Street cleaning fees to be adjusted
02.08.2021 – Clean streets are a city's calling card. Who is responsible for cleaning them is regulated by the street cleaning statutes. In streets where Stadtwerke Offenbach's Stadtservice takes on the task, the associated fee statutes regulate how much citizens have to pay. In Offenbach, these statutes have now been regularly reviewed. They have been adapted for the period 2021 to 2023 and brought up to date legally.
City Councillor and Treasurer Martin Wilhelm and Christian Loose, Deputy Head of ESO Eigenbetrieb der Stadt Offenbach, explained the changes planned for October 1, 2021 during the City Council press conference. The city parliament must now approve the proposal.

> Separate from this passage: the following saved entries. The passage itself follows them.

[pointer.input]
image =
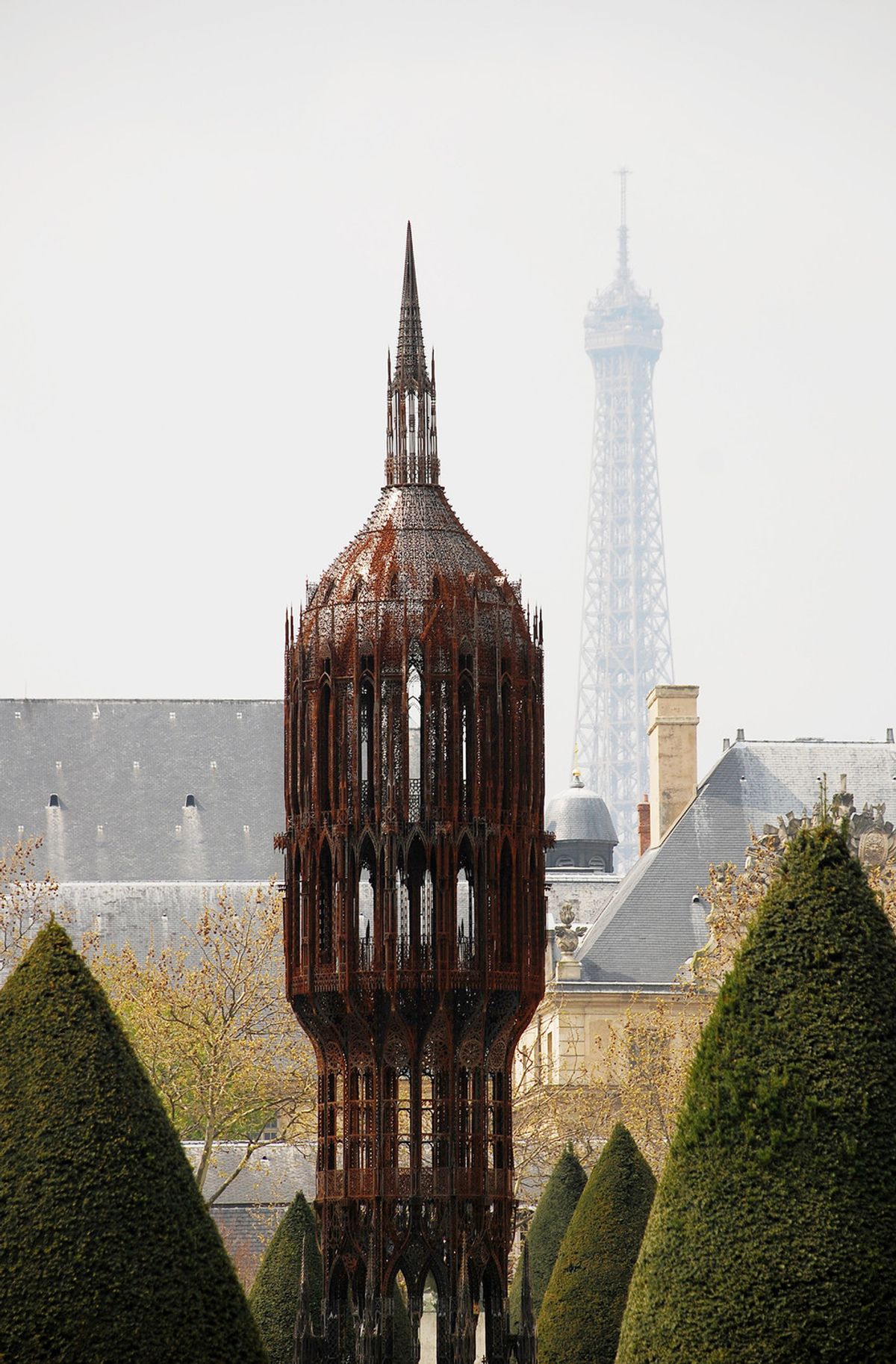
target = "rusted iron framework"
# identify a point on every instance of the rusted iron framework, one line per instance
(415, 891)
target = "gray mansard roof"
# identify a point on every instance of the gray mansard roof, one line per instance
(122, 774)
(653, 924)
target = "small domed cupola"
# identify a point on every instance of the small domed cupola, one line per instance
(582, 828)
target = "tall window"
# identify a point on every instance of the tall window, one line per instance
(465, 911)
(467, 745)
(426, 921)
(415, 692)
(505, 899)
(323, 746)
(366, 918)
(402, 946)
(506, 743)
(366, 744)
(325, 906)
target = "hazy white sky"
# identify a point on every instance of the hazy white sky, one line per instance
(201, 250)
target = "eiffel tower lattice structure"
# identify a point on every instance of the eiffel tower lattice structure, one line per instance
(626, 644)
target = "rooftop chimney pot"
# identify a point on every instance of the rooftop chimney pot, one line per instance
(673, 741)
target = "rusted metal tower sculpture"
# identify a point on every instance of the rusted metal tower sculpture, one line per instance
(625, 645)
(415, 890)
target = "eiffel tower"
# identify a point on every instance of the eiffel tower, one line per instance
(626, 645)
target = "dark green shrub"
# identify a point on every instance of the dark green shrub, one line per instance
(549, 1224)
(107, 1251)
(587, 1292)
(774, 1232)
(275, 1295)
(402, 1337)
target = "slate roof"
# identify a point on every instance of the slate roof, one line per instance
(653, 923)
(273, 1175)
(122, 772)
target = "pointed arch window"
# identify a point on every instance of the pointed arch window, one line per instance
(325, 906)
(366, 745)
(366, 918)
(467, 737)
(505, 898)
(323, 745)
(506, 746)
(415, 723)
(465, 910)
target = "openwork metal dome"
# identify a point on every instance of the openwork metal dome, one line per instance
(415, 890)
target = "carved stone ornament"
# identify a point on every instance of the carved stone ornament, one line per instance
(566, 937)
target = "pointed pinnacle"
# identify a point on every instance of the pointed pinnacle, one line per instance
(411, 362)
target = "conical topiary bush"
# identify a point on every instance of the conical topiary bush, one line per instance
(275, 1295)
(774, 1232)
(107, 1251)
(402, 1336)
(587, 1293)
(547, 1228)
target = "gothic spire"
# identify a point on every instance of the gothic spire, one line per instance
(411, 358)
(411, 439)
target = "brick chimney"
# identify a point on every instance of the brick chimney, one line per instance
(673, 741)
(644, 825)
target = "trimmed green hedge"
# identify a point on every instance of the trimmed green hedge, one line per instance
(587, 1293)
(774, 1232)
(549, 1224)
(107, 1250)
(275, 1295)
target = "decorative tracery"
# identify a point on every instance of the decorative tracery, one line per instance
(415, 891)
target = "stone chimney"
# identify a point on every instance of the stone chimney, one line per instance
(673, 741)
(644, 825)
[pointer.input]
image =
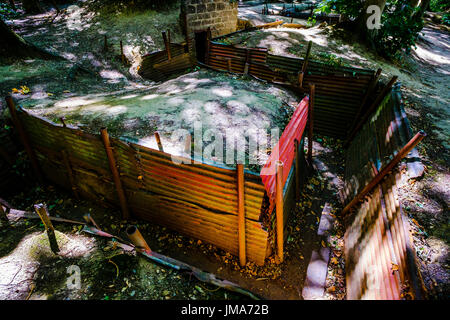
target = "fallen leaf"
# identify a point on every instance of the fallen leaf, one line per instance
(394, 267)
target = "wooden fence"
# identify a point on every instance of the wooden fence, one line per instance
(198, 200)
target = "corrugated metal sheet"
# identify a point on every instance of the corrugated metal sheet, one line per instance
(284, 150)
(380, 263)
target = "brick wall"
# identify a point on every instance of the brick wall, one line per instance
(220, 15)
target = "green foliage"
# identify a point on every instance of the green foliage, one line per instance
(439, 5)
(350, 8)
(6, 11)
(398, 32)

The city is legally obliged to recalculate the fees. The result of the latest review: Where Stadtservice employees clean sidewalks and streets, the cleaning fees are to be increased by 17 percent as of October 1, 2021, bringing them back to the level of three years ago after a reduction of around 17 percent in 2018.
Fees must cover costs
These regular adjustments are necessary because fees must cover costs. In 2018, a surplus was accumulated from previous years. Any money collected in excess must be returned to citizens within five years. This has been done in Offenbach over the past three years by reducing charges. Now this so-called fee equalization provision has been used up as planned. To ensure that Stadtservice can continue to pay the street sweepers, maintain the fleet of vehicles required for cleaning and dispose of the garbage to cover its costs, the fees will be raised again to the 2018 level.
The increase will vary depending on the cleaning class of the respective street: For example, if a street is cleaned once a week by Stadtservice, residents will have to pay €7.56 more per year for seven meters of sidewalk - that's 63 cents a month. If the street sweepers come four times a week to clean 15 meters of sidewalk, they will have to pay 68.40 euros more per year - that's 5.70 euros per month. In the streets with the higher cleaning classes, the residents are mostly commercial businesses or multi-storey buildings, where the costs can be shared between several tenants by the owner.

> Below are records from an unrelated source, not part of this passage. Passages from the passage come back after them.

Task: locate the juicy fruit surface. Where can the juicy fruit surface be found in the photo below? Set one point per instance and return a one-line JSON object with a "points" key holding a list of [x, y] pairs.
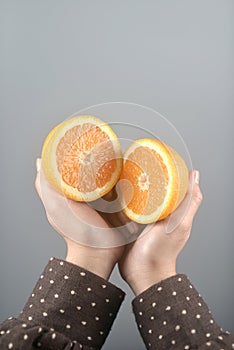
{"points": [[82, 158], [153, 182]]}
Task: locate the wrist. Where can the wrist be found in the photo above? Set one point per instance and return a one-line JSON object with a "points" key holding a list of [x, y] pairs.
{"points": [[91, 259], [146, 279]]}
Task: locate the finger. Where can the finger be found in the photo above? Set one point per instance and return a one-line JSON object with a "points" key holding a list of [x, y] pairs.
{"points": [[194, 195], [186, 211], [37, 181], [132, 226]]}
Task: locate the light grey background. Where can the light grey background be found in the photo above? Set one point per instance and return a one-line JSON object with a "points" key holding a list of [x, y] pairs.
{"points": [[174, 56]]}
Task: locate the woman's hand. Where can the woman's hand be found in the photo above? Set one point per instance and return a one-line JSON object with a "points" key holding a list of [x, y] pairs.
{"points": [[86, 233], [152, 257]]}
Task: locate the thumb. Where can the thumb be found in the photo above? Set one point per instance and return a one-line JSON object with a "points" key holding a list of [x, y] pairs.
{"points": [[186, 211]]}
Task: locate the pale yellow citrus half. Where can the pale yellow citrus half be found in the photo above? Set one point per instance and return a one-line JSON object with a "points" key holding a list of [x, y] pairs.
{"points": [[82, 158]]}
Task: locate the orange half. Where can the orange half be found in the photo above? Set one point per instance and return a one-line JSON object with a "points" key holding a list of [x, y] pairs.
{"points": [[82, 158], [153, 182]]}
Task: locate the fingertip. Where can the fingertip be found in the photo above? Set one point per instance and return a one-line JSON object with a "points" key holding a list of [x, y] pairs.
{"points": [[196, 175], [38, 164]]}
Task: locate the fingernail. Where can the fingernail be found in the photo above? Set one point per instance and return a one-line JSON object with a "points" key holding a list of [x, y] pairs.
{"points": [[197, 177], [132, 227], [38, 164]]}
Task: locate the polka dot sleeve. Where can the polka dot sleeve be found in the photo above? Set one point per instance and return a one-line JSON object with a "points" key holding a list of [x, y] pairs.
{"points": [[172, 315], [69, 308]]}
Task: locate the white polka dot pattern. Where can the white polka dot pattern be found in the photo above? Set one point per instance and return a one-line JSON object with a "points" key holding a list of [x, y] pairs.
{"points": [[72, 304], [78, 308], [174, 315]]}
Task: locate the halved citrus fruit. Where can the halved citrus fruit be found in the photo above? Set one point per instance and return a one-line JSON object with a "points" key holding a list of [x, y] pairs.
{"points": [[153, 182], [82, 158]]}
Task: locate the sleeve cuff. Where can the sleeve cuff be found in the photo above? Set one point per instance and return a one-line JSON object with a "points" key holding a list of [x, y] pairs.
{"points": [[173, 313], [74, 302]]}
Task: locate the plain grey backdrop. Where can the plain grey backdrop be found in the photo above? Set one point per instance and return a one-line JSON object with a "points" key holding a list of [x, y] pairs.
{"points": [[173, 56]]}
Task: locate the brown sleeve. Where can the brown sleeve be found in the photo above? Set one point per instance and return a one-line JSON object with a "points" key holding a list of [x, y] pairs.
{"points": [[69, 308], [172, 315]]}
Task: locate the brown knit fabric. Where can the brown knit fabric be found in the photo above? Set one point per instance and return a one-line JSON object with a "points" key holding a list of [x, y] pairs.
{"points": [[72, 308], [172, 315]]}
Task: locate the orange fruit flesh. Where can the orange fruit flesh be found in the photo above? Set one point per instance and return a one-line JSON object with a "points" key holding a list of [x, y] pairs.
{"points": [[82, 158], [147, 174], [154, 181], [86, 157]]}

Criteria for the classification of cleaning classes were reviewed
Streets in Offenbach are divided into cleaning classes according to a sophisticated points system. The respective criteria for awarding these points have now also been reviewed. These include, above all, the type and density of development, but also whether there are many trees there that shed flowers, leaves or bark, how busy the street is, for example because of a bus stop or a daycare center, and how dirty the street and sidewalk are in general.
Citizens whose streets are cleaned by local residents are not affected by the fee increase. Here, the homeowners themselves are responsible for ensuring that the sidewalk, gutter and street are swept regularly. The scope and nature of the cleaning obligation are made clearer in the new version of the street cleaning statutes than in the current document.
Clear regulations for cleaning residents
This means that residents' cleaning also includes the proper disposal of garbage, either in their own waste bins or, in the case of autumn leaves, at the recycling center. While it was previously only prohibited to simply sweep the autumn leaves - including those from municipal trees - in front of the property or the paper handkerchiefs lying on the sidewalk into the gutter, onto the tree grates or into the bins, this convenience is now an offense. A fine can be imposed for this.
In future, this will also apply to the use of herbicides. Anyone who illegally uses chemical mace to combat wild growth on the sidewalk or in the gutter must also expect a fine when the new bylaws come into force.